[ 影を飼う ]
お忍びでやってきたあるボスは、責任者の顔を見るなり茶色の眼を
細めた。
「・・まだ裏マフィアランドの責任者やってるんだ」
「随分な言い草だな、コラ」
「君に会えるとは思わなかったからね」
ボンゴレは男に馬乗りになると、機嫌を損ねた唇にそっと己のそれを
重ねた。あからさまなご機嫌取りがまんざらでもないのは、自分の上にいる
男がめっぽう美人で儚かったからだ。これが罠だと知っていても。
「――ここにくれば、また会える?」
ツナはコロネロの首元のファスナーを下ろしながら尋ねた。会いにきたのか
愛を重ねに来たのか分からない。いつまでも出世しない男を茶化しに来たかの
かも――
「さぁな。俺の知ることじゃない」
――気まぐれはお互い様だ、コラ
そっぽを向かれてツナは微笑んだ。簡単に手に入っては落とす愉しみも
味わえない、猫のような男。だから、じゃれ合いたくなるのだと。
「じゃあ君が会いにきても・・部屋に入れてあげない」
コロネロはまっすぐにツナを見つめた。
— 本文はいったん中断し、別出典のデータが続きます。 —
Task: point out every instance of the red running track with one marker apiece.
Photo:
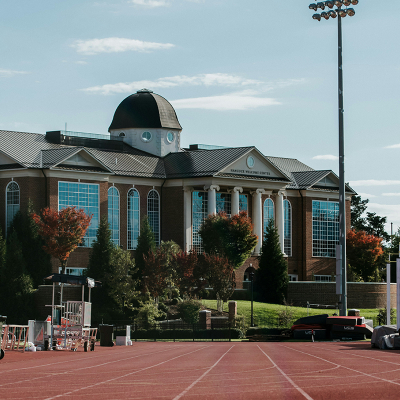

会いに行く――あの嫉妬深い
家庭教師の根城へ?命がいくつあっても足りやしない、会う前にサイレンサー
付きの銃で抹殺されるのがオチだ。
男の思巡を読んだのか、ツナは微笑んでその耳に口付けた。耳たぶを甘く噛んで
頬を一舐めする――子猫がミルクを飲むように。
薄くらい部屋でも光る金色の髪、空のない部屋でも雲を映しそうな蒼い眼。
飼い慣らしてはおもしろくない。この腕を、すり抜けてくれなければ。
「・・こんな真っ暗なところにいると、日に焼けないよ・・?」
服の下の素肌に突き上げられてツナが息を吐くと
「――日陰の方が性分に合うんだよ」
彼の首筋に噛み付いた男が、舌を離して囁いた。
肌で感じた肉の塊は焼け付くくらいに熱かったのに、自分をかき立てる蒼い眼は
絶頂を感じるときさえ――影のように冷えていた。